To enforce this property, you may find yourself generating fresh variables at a number of points. Think hard, in particular, about ELet. (The new function subst_var described in exp.mli may come in handy while implementing this case.)
type information is properly preserved in the instructions you generate.
Pay attention to the compilation of type information, which will be used in a later stage of the compiler. In particular, make sure that you're correctly compiling types through from decorated expressions to generated instructions (the types themselves are not compiled, but should be properly labeled in each iid and iexp that appears in your generated code). Read ssa.mli for pointers on how the types correspond across the two languages.

Hints

As in many languages, the Grumpy operators && and || have short-circuit behavior (as explained in the Grumpy spec). Think about how to compile these operators (perhaps by desugaring to other existing expressions) in order to get the right semantics.
The RTL interpreter expects that phi nodes
```
      IPhi(phi_lbl, res, (x,l1), (y,l2)
```
are entered via either label l1 or label l2, with no intervening labels.
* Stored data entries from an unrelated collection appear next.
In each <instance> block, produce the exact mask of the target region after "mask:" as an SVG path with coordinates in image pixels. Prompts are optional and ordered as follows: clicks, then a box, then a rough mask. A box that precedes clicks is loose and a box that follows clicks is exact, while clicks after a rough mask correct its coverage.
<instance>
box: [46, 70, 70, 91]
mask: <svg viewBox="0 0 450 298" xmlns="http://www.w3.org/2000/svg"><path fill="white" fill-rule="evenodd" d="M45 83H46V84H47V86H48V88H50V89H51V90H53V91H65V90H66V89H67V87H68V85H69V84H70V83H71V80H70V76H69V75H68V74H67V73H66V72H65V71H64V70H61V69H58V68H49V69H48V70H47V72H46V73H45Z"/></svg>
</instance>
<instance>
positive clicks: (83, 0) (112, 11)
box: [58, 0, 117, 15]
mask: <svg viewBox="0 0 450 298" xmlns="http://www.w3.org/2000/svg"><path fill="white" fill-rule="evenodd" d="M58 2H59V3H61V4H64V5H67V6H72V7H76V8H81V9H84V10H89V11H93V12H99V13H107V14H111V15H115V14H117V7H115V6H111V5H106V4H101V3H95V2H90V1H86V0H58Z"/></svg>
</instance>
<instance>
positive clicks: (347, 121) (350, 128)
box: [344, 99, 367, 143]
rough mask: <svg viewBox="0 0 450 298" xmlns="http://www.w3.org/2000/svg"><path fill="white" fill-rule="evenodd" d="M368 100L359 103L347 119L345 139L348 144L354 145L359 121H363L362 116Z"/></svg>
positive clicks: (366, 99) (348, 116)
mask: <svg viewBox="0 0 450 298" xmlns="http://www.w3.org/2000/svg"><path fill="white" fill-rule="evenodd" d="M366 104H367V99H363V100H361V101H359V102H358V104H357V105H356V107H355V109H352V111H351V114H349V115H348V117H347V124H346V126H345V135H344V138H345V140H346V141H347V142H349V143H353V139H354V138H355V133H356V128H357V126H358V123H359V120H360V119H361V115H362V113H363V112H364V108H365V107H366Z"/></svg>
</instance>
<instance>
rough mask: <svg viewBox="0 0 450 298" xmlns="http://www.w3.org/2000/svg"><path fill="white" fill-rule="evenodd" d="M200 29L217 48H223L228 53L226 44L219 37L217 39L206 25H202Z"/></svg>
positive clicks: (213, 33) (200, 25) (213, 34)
You may need to think a bit about this when implementing case EIf, the only case of instrs_of_exp in which phi nodes need appear...

3. Describe Your Implementation

1) In a detailed paragraph, describe any difficulties you encountered while completing this assignment, along with how you resolved them (or not :-)).

2) Give an English explanation of the purpose of each line of your implementations of the EIf and EWhile cases of instrs_of_exp.

Do both 1) and 2) in a comment at the top of your ssa.ml.

For 2), you can use a format like:
EIf:
line 1: ... English explanation of line 1 of EIf implementation
line 2: ... English explanation of line 2 of EIf implementation
...
EWhile:
line 1: ... English explanation of line 1 of EWhile implementation
line 2: ... English explanation of line 2 of EWhile implementation
...

4. Submit

Submit your ssa.ml on or before the due date, via Blackboard.

5. Piazza

Finally: if any of these instructions are unclear, ask for clarification early and often on Piazza!